TikTok Debuts (Possibly Short-Lived) Alexa Skill
TikTok, the popular and controversial video-sharing social networking app has published an Alexa skill even as it faces a very uncertain future in the United States. The Alexa skill was created with the Alexa for Apps feature Amazon released this summer and adds voice commands enabling hands-free recording for creators and voice search for viewers on the app.
Alexa’s TikTok skill lets the voice assistant open and carry out tasks on the app that normally requires tapping on the screen, including checking messages and notifications. Users can ask Alexa to find videos or sounds by subject, or ask about the daily challenge and videos made to respond to it. The company suggests using Alexa to find a video of someone sharing a cookie recipe without having to wash their hands first. For those making their own videos, Alexa can open the camera function and start recording with voice commands, so dance videos don’t have to start with someone backing away from their phone first.
The new skill only works on mobile platforms with TikTok because it runs through Alexa for Apps, meaning Echo Show smart displays can’t stream videos from the app. This is the limitation of Alexa for Apps. As Alexa is not the default voice assistant for most smartphones, it can be slightly cumbersome to use the voice assistant to open an app instead of tapping on the icon. TikTok makes a point of suggesting using Amazon’s Echo Buds earbuds to run TikTok through Alexa, since that skips the extra step.

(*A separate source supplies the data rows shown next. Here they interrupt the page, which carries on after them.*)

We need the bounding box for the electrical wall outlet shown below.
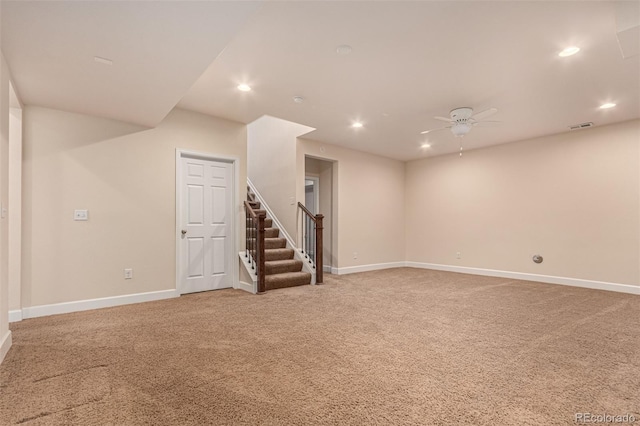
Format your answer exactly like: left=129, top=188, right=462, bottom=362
left=73, top=210, right=89, bottom=220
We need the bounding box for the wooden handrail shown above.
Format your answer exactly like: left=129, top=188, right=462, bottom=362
left=244, top=201, right=267, bottom=293
left=298, top=202, right=324, bottom=284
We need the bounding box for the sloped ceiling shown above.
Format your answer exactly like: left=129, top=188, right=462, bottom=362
left=2, top=1, right=640, bottom=160
left=2, top=1, right=259, bottom=127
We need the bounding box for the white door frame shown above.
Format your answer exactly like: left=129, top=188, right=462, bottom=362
left=175, top=149, right=240, bottom=294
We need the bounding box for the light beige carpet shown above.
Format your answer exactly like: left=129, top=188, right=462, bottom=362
left=0, top=269, right=640, bottom=425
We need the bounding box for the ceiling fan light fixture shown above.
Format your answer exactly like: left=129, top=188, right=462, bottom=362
left=451, top=123, right=471, bottom=136
left=558, top=46, right=580, bottom=58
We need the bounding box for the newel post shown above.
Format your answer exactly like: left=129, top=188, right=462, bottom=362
left=316, top=214, right=324, bottom=284
left=256, top=213, right=267, bottom=293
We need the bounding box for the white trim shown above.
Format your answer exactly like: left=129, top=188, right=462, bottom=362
left=22, top=289, right=180, bottom=319
left=9, top=309, right=22, bottom=322
left=175, top=148, right=239, bottom=293
left=332, top=262, right=406, bottom=275
left=0, top=330, right=11, bottom=364
left=406, top=262, right=640, bottom=295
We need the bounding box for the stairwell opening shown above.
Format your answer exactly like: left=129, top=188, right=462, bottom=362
left=304, top=155, right=337, bottom=273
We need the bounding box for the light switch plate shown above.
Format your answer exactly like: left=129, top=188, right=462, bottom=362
left=73, top=210, right=89, bottom=220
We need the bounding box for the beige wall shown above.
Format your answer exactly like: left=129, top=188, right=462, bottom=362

“This is yet another way we’re making our app accessible to more users, empowering their creativity, and imagining new ways for users to engage with our platform,” TikTok explained in its announcement. “We’re always exploring new product features, effects, and tools that make it easy to create and explore videos on our platform. Our Alexa skill for TikTok is another exciting way we’re improving the app experience for our users, and we’re excited to see how it inspires new kinds of creativity on our platform.”

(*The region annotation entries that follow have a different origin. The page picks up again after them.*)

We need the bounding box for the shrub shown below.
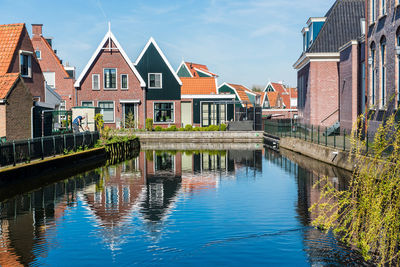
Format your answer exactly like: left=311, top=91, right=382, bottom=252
left=146, top=119, right=153, bottom=131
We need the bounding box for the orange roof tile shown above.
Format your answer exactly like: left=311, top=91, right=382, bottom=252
left=0, top=23, right=25, bottom=75
left=181, top=77, right=217, bottom=95
left=229, top=83, right=253, bottom=107
left=267, top=92, right=279, bottom=108
left=0, top=73, right=19, bottom=99
left=185, top=62, right=218, bottom=77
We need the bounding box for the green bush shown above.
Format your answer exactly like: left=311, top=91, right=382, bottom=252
left=146, top=119, right=153, bottom=132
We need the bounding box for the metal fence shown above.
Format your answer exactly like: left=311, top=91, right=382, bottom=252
left=0, top=132, right=100, bottom=167
left=264, top=120, right=375, bottom=153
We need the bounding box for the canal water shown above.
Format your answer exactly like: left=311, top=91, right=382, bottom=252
left=0, top=149, right=365, bottom=266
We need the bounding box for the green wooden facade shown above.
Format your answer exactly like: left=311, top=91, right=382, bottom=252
left=136, top=43, right=181, bottom=100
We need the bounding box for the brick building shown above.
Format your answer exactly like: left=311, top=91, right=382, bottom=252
left=294, top=0, right=365, bottom=126
left=75, top=30, right=146, bottom=128
left=0, top=23, right=46, bottom=102
left=31, top=24, right=77, bottom=110
left=366, top=0, right=400, bottom=129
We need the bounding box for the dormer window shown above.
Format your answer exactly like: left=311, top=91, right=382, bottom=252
left=35, top=50, right=42, bottom=60
left=148, top=73, right=162, bottom=89
left=19, top=51, right=32, bottom=78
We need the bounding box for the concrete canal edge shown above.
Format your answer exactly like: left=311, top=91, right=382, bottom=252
left=275, top=137, right=355, bottom=172
left=122, top=131, right=264, bottom=144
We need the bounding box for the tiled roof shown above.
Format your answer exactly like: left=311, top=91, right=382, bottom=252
left=267, top=92, right=279, bottom=108
left=307, top=0, right=365, bottom=53
left=0, top=23, right=25, bottom=75
left=185, top=62, right=218, bottom=77
left=229, top=83, right=253, bottom=107
left=0, top=73, right=19, bottom=99
left=181, top=77, right=217, bottom=95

TikTok’s 49 million daily users in the U.S. might not have long to enjoy the voice controls, however. President Donald Trump set a November deadline for TikTok’s Chinese owner ByteDance to divest from the U.S., citing national security concerns. Somewhat ironically, Amazon briefly banned employees with an Amazon email from installing TikTok on their phones. Microsoft has been working with the U.S. government to acquire the relevant portion of TikTok, although new reporting has suggested that Oracle, whose software business has always been enterprise-focused, is now attempting to buy TikTok’s U.S., Canadian, Australian, and New Zealand assets as well. What either company’s acquisition of TikTok’s U.S. presence would mean for integrations with a rival like Amazon would depend on the details of the acquisition and what arrangement TikTok has made with Amazon. At that point, the Alexa skill may vanish with the speed of any briefly viral TikTok challenge.